The god Melqart wearing a lion skin

The coin’s age and iconography identify it with Gadir, a settlement founded by the Phoenicians and considered Carthage’s first colony in Western Europe. On the obverse, the god Melqart appears wearing a lion skin in a pose that resembles the Greek hero Heracles, including the distinctive lionskin headdress. The reverse shows two bluefin tuna, a motif tied to the importance of fishing to the local economy around ancient Cádiz, where maritime resources underpinned trade. These images, which blend Punic religious identity and regional livelihood, help date and situate the bronze within a Punic cultural sphere that endured even as Roman power expanded across the western Mediterranean. Historians note that Punic culture persisted for centuries under Roman rule after the destruction of Carthage in 146 BC, with references to a surviving Punic world and even a Neo-Punic language illustrating how the fall of a city does not automatically end a culture.

"Neither of us were coin collectors”

The path that brought the Gadir bronze to mid-20th century Leeds remains unclear.

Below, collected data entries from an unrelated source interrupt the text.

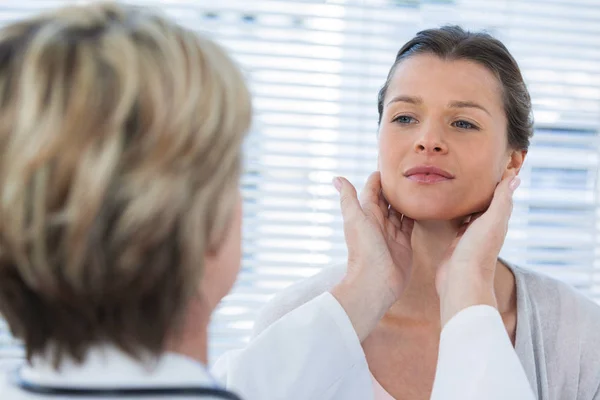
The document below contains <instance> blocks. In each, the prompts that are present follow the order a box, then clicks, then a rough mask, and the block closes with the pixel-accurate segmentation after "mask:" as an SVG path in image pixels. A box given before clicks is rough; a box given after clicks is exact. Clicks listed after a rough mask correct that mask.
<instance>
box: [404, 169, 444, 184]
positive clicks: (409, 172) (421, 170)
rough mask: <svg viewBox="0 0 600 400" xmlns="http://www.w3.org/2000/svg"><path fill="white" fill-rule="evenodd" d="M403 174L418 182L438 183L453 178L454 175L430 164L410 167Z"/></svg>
mask: <svg viewBox="0 0 600 400" xmlns="http://www.w3.org/2000/svg"><path fill="white" fill-rule="evenodd" d="M404 176H405V177H407V178H408V179H410V180H411V181H415V182H419V183H438V182H445V181H449V180H452V179H454V175H452V174H451V173H450V172H448V171H446V170H443V169H441V168H438V167H434V166H432V165H421V166H418V167H414V168H410V169H409V170H407V171H406V172H405V173H404Z"/></svg>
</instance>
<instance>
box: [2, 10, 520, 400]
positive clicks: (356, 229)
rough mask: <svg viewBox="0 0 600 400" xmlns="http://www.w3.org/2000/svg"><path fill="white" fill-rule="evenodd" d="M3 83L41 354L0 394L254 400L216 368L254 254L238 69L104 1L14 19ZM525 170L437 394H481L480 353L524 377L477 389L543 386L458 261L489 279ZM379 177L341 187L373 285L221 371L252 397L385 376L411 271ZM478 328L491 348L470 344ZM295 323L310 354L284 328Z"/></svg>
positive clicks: (510, 189)
mask: <svg viewBox="0 0 600 400" xmlns="http://www.w3.org/2000/svg"><path fill="white" fill-rule="evenodd" d="M0 94H1V96H0V99H1V100H0V312H1V313H2V317H3V318H5V319H6V320H7V322H8V325H9V327H10V329H11V331H12V333H13V334H14V335H15V336H16V337H17V338H19V339H21V340H22V341H23V344H24V346H25V350H26V356H27V363H24V365H22V366H21V367H20V368H18V369H17V370H15V371H11V373H10V374H8V375H2V376H0V397H1V398H2V399H3V400H4V399H9V400H25V399H34V398H35V399H39V398H45V399H51V398H60V399H66V398H85V397H94V398H115V397H116V398H129V397H142V398H167V399H174V398H200V397H201V398H212V399H217V398H221V399H234V398H237V397H236V396H235V395H233V394H231V393H228V392H225V391H223V390H222V389H221V388H220V385H219V384H217V382H216V380H215V378H214V377H213V376H212V375H211V374H210V373H209V372H208V371H207V369H206V365H207V359H208V355H207V351H208V350H207V342H208V340H207V336H208V334H207V330H208V325H209V322H210V317H211V314H212V312H213V310H214V309H215V307H216V306H217V304H218V303H219V301H220V300H221V299H222V297H223V296H225V295H226V294H227V293H228V292H229V290H230V289H231V287H232V285H233V282H234V281H235V278H236V276H237V273H238V271H239V266H240V255H241V235H240V232H241V219H242V218H241V196H240V192H239V176H240V168H241V150H242V141H243V139H244V137H245V134H246V132H247V131H248V128H249V125H250V121H251V102H250V96H249V93H248V90H247V87H246V84H245V83H244V80H243V78H242V74H241V72H240V71H239V69H238V68H237V67H236V66H235V64H234V63H233V62H232V61H231V59H230V58H229V57H228V56H227V55H226V54H225V52H224V51H223V50H222V49H221V48H220V47H219V46H217V45H216V44H215V43H213V42H212V41H210V40H207V39H205V38H203V37H201V36H197V35H196V34H195V33H194V32H192V31H190V30H188V29H185V28H183V27H181V26H178V25H177V24H175V23H173V22H172V21H170V20H169V19H167V18H164V17H161V16H159V15H156V14H154V13H152V12H149V11H147V10H144V9H139V8H135V7H129V6H120V5H117V4H98V5H87V6H81V7H69V8H65V9H59V10H55V11H52V12H50V13H48V14H44V15H40V16H36V17H33V18H30V19H27V20H23V21H20V22H16V23H13V24H10V25H7V26H5V27H4V28H2V29H1V30H0ZM509 181H510V180H508V179H507V180H505V182H503V184H501V185H500V186H499V187H498V190H497V196H495V204H496V207H491V208H490V211H489V212H488V213H486V214H487V218H486V216H484V217H482V218H481V219H480V220H478V221H475V223H474V225H473V226H472V229H471V230H470V231H468V232H470V233H471V236H472V237H471V239H469V237H468V236H467V235H465V238H466V239H469V240H466V241H463V242H461V243H462V246H460V245H459V246H457V249H456V251H455V252H454V253H453V257H454V258H452V257H450V258H449V259H448V262H447V263H446V267H447V268H446V269H447V271H448V274H447V277H446V280H445V281H446V282H454V283H455V284H452V285H449V287H452V288H461V290H460V291H456V292H455V293H452V291H447V294H448V296H446V298H445V300H444V304H445V305H446V307H445V313H444V315H445V317H446V318H447V319H448V320H449V321H450V322H448V329H446V330H445V331H444V332H445V336H444V337H443V339H442V340H443V343H442V346H441V347H442V348H445V349H447V350H448V351H447V352H446V355H447V357H445V358H441V368H440V371H439V375H440V380H439V382H440V383H439V388H440V396H438V397H436V399H440V400H442V399H446V400H449V399H461V400H463V399H464V396H462V395H461V394H460V392H456V391H455V390H452V388H451V386H449V385H448V382H453V381H454V380H453V377H454V376H456V374H455V371H454V367H455V365H456V364H457V363H460V362H461V361H462V358H463V357H460V358H459V357H456V354H454V353H453V351H454V349H456V348H467V349H468V350H467V351H470V352H472V353H473V354H482V353H483V354H486V355H487V356H488V357H489V358H490V359H494V360H496V363H495V366H496V367H497V368H498V369H497V370H499V371H503V372H502V373H506V374H507V375H508V376H511V377H512V378H511V379H514V380H516V381H517V382H521V383H518V384H516V385H512V386H511V387H508V386H507V385H502V387H498V385H497V382H489V385H484V386H483V387H482V385H478V386H477V387H476V388H474V389H475V390H476V392H475V393H480V394H483V395H485V396H487V393H488V391H489V392H492V393H493V394H500V395H502V394H503V393H504V394H506V395H507V396H510V397H511V398H513V395H521V394H523V395H524V397H523V398H526V399H528V397H527V396H528V395H529V394H530V393H529V392H528V390H527V384H526V381H525V377H524V374H523V371H522V370H520V369H519V366H518V361H517V359H516V355H515V354H514V352H512V349H510V344H509V342H508V340H507V339H506V337H504V336H505V335H503V332H502V329H501V326H500V325H501V324H500V322H499V316H497V315H495V314H494V312H491V313H490V308H491V307H489V290H487V289H486V288H485V287H484V285H483V286H482V285H480V284H478V283H477V282H479V280H477V279H474V280H465V279H462V277H460V279H457V277H458V275H457V273H456V272H457V271H461V272H464V271H465V270H466V272H467V276H472V277H475V278H477V277H478V275H479V264H478V263H474V264H471V265H468V264H464V263H462V262H461V260H462V259H464V258H465V254H467V255H468V258H470V259H474V260H478V259H479V258H480V257H481V254H482V252H481V250H480V246H476V247H473V246H469V244H473V243H477V240H480V241H481V238H487V239H489V240H486V241H485V246H491V248H492V249H493V248H496V247H499V246H500V245H501V242H502V239H503V232H504V230H505V226H506V221H508V217H509V215H510V212H511V197H512V189H511V188H510V187H511V186H510V184H509ZM370 182H371V183H370V185H371V189H372V190H368V191H367V193H374V191H375V192H376V194H377V195H376V196H375V197H369V196H367V197H365V198H363V202H362V203H361V204H359V203H358V200H357V198H356V194H355V193H354V192H353V191H352V189H351V185H350V184H349V183H347V182H346V184H345V185H342V186H341V187H340V189H341V192H342V199H343V201H342V206H343V207H342V209H343V212H344V216H345V221H346V229H347V231H348V238H347V239H348V243H349V245H350V247H351V248H352V249H353V250H354V251H355V253H354V254H353V257H352V259H351V260H350V262H349V266H350V267H351V270H352V273H351V274H349V276H350V277H357V276H358V277H360V279H353V280H352V281H346V282H344V283H343V284H340V286H339V287H337V288H336V290H335V291H334V293H333V294H331V293H325V294H323V295H322V296H319V297H318V298H316V299H314V300H312V301H310V302H308V303H307V304H306V305H305V307H303V308H302V307H301V308H299V309H297V310H295V311H294V312H291V313H289V314H288V315H287V316H286V318H283V319H282V320H281V321H279V322H278V323H276V324H273V326H272V327H271V328H269V329H268V330H267V331H266V332H265V333H264V334H263V335H261V337H259V338H257V340H255V341H253V342H252V343H251V344H250V345H249V346H248V347H247V348H246V349H244V350H243V351H241V352H236V354H235V355H234V356H232V357H228V361H229V362H228V364H227V368H225V369H220V370H219V371H217V372H218V377H219V378H221V379H223V380H224V381H225V382H226V383H227V386H228V387H235V388H239V389H240V390H239V391H240V393H241V394H242V395H243V397H244V398H246V399H247V400H253V399H257V400H269V399H286V400H294V399H298V400H306V399H324V398H327V397H324V396H326V394H327V393H326V392H327V391H328V390H329V388H330V386H331V385H332V383H334V382H336V381H337V380H338V379H339V377H340V376H345V375H348V374H349V373H352V371H359V372H360V373H361V375H359V378H360V382H364V381H365V378H366V381H367V384H370V382H369V379H370V377H369V375H368V373H367V372H366V370H365V369H364V368H362V367H363V366H364V365H366V361H365V359H364V354H363V352H362V348H361V346H360V341H359V338H362V337H366V336H367V335H368V334H369V332H370V331H371V330H372V329H373V327H374V326H375V325H376V323H377V321H378V320H379V318H380V317H381V316H382V315H383V312H384V311H385V310H387V309H388V308H389V305H390V304H391V303H392V302H391V299H393V298H394V297H395V295H397V294H398V293H400V289H402V288H403V287H404V284H403V282H404V281H405V280H404V277H405V276H406V271H407V268H408V267H410V264H409V263H406V262H404V261H402V262H399V263H398V264H396V261H397V260H396V259H395V258H393V257H392V256H391V254H390V251H389V248H388V245H387V243H386V242H385V240H384V239H383V235H382V226H383V225H384V222H385V221H384V220H383V219H381V218H379V219H378V218H377V217H376V215H381V212H382V210H381V209H379V213H378V212H377V210H378V208H377V207H379V204H378V197H377V196H378V194H379V191H378V190H377V189H376V188H377V187H378V186H379V176H378V175H374V177H373V179H371V181H370ZM386 211H387V209H386ZM359 217H360V218H359ZM498 221H500V224H498V223H497V222H498ZM396 222H397V221H396ZM410 227H411V225H410V224H409V223H408V220H407V222H406V224H405V225H404V227H403V228H402V229H403V232H404V231H407V230H408V229H410ZM398 230H399V231H400V228H398ZM495 232H499V233H501V234H500V235H497V234H495ZM405 255H406V254H405ZM388 278H394V282H396V283H399V284H398V285H394V286H389V279H388ZM392 293H395V295H394V296H390V294H392ZM464 294H467V296H465V295H464ZM365 299H368V300H369V303H368V307H365V303H364V301H363V300H365ZM473 305H475V307H470V306H473ZM482 307H483V308H482ZM486 307H487V308H486ZM492 310H493V309H492ZM482 313H484V314H485V313H487V314H486V315H487V317H485V318H483V319H482V318H481V316H482ZM455 317H456V318H455ZM496 317H498V318H496ZM465 329H467V330H469V329H470V330H475V331H476V332H480V333H481V334H480V337H482V338H484V339H485V340H482V341H479V342H477V343H473V342H472V341H468V340H464V339H463V338H462V337H461V336H460V335H458V333H459V332H463V331H464V330H465ZM290 333H293V334H295V335H296V336H297V337H296V339H295V340H294V345H293V346H290V345H289V342H288V341H286V340H281V339H282V338H288V337H289V335H290ZM498 334H500V335H498ZM488 338H489V340H488ZM507 348H508V351H505V350H506V349H507ZM502 349H504V350H502ZM306 355H309V356H310V357H307V356H306ZM498 360H500V361H498ZM315 364H316V366H317V367H315ZM361 368H362V369H361ZM462 370H464V371H467V370H466V369H464V368H463V369H462ZM467 372H468V371H467ZM490 375H491V374H490ZM462 378H463V379H464V382H465V383H467V385H464V387H466V388H467V389H469V385H468V383H469V382H471V381H472V379H470V377H469V376H468V375H467V376H463V377H462ZM484 378H485V377H484ZM484 380H485V379H484ZM360 382H359V383H360ZM486 382H487V381H486ZM509 386H510V385H509ZM355 388H356V390H355V394H356V395H357V396H360V397H355V398H360V399H361V400H362V399H365V398H368V395H369V394H370V393H369V392H367V395H366V396H362V394H363V393H365V392H364V391H362V392H361V390H363V389H364V387H360V386H358V387H355ZM446 389H447V390H446ZM469 391H470V392H473V391H472V390H469Z"/></svg>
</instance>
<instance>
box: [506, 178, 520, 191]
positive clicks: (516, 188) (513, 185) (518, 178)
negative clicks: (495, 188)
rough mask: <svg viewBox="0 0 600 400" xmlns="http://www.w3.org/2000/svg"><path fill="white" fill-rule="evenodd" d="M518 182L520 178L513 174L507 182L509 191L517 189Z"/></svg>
mask: <svg viewBox="0 0 600 400" xmlns="http://www.w3.org/2000/svg"><path fill="white" fill-rule="evenodd" d="M520 184H521V178H519V177H518V176H515V177H514V178H513V179H512V180H511V181H510V183H509V184H508V187H509V188H510V190H511V191H513V192H514V191H515V190H517V188H518V187H519V185H520Z"/></svg>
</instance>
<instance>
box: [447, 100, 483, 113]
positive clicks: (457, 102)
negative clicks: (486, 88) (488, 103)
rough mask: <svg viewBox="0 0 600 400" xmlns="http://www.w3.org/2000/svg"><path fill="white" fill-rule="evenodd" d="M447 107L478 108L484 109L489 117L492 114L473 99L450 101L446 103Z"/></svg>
mask: <svg viewBox="0 0 600 400" xmlns="http://www.w3.org/2000/svg"><path fill="white" fill-rule="evenodd" d="M448 107H450V108H478V109H480V110H482V111H484V112H485V113H486V114H487V115H489V116H490V117H491V116H492V114H490V112H489V111H488V110H487V109H486V108H485V107H484V106H482V105H481V104H479V103H476V102H474V101H451V102H450V103H449V104H448Z"/></svg>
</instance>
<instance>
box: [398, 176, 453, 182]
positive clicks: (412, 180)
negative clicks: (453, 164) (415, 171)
mask: <svg viewBox="0 0 600 400" xmlns="http://www.w3.org/2000/svg"><path fill="white" fill-rule="evenodd" d="M407 178H408V179H410V180H411V181H415V182H419V183H438V182H444V181H449V180H451V179H450V178H446V177H445V176H441V175H437V174H413V175H409V176H407Z"/></svg>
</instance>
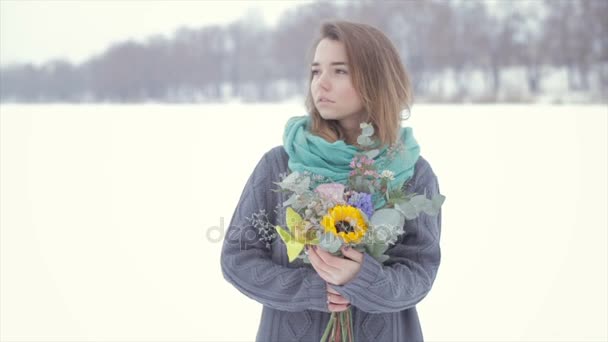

Edwards has speculated that soldiers returning from wartime postings may have brought such coins back with them, though the specifics are lost to time and the exact route into a Yorkshire fare box is likely to remain a mystery. That lingering question adds to the coin’s rarity, which stems not only from its antiquity but from the improbable journey that culminated in a routine local transaction more than two millennia after it was struck. The discovery and subsequent donation underline how objects can move through eras and places, surfacing in unexpected contexts that bridge ancient economies and modern daily life.

Edwards said he treasured the eclectic group of coins he grew up with, reflecting on how he and his grandfather admired their imagery and origins even without a collector’s training. "Neither of us were coin collectors, but we were fascinated by their origin and imagery," The Independent. He characterized the cache as "treasure," a personal connection that ultimately guided his decision to ensure the bronze would be professionally preserved and publicly accessible.